Similarly, project-based Section 8 housing directs government dollars to for-profit landlords as payment for low-income tenants’ rent. But, like LIHTC, the program allows those landlords to convert their buildings to market-rate rentals after they use the government subsidies to pay off their debt on the properties. By contrast, public housing provides affordable housing in perpetuity.
There is even less lasting impact coming from the largest low-income housing program in the country, Housing Choice Vouchers. We provide a full $30 billion per year in voucher payments to landlords, often large corporate landlords, but those landlords can end their involvement at the end of each tenant’s lease, leaving the low-income renter without housing. It is another low-risk high-yield arrangement for the wealthy and raw deal for the poor: little wonder that the Project 2025 blueprint drafted by Trump supporters champions vouchers even as it slams other HUD programs.
As for likely HUD Secretary Turner, he is most associated with yet another housing giveaway to the rich. During Trump’s first administration, Turner served as executive director of the White House Opportunity and Revitalization Council, which focused on promoting opportunity zones, a program created by Trump’s 2017 Tax Cuts and Jobs Act.

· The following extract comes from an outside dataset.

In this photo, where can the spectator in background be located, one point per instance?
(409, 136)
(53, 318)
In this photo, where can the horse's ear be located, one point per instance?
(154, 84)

The program rewards the wealthy’s investment in economically distressed areas—opportunity zones—with huge tax breaks. But investigations by ProPublica and Congress show that the definition of what areas count as opportunity zones is far too broad, and the guidelines for who benefits from the investments are far too loose. As a result, money invested in expensive hotels, high-rent apartment buildings, and even luxury condominiums as a superyacht marina escapes taxation. Politically connected billionaires lobby for the land where they develop to be designated an opportunity zone, then rake in the benefits.
The Brookings Institution says opportunity zones operate as a subsidy for gentrification. “The direct tax benefits of opportunity zones will flow overwhelmingly to wealthy investors,” the Center on Budget and Policy Priorities says. “But the tax break might not do much to help low-income communities, and it could even harm some current residents of such communities.”
So, despite the relative quiet around Scott Turner’s nomination, we know some important things about him. We know that he champions opportunity zones as an addition to the already abundant tax benefits the U.S. showers on landlords and real estate investors. And we know that he is a fierce critic of anti-poverty programs, as he has made multiple public statements about government assistance being harmful and even disastrous.
But we also know that the likely next HUD secretary is concerned about that alleged harm only when assistance is provided to the poor. The wealthy can count on Trump and Turner to keep the pipeline of government housing money wide open and flowing their way.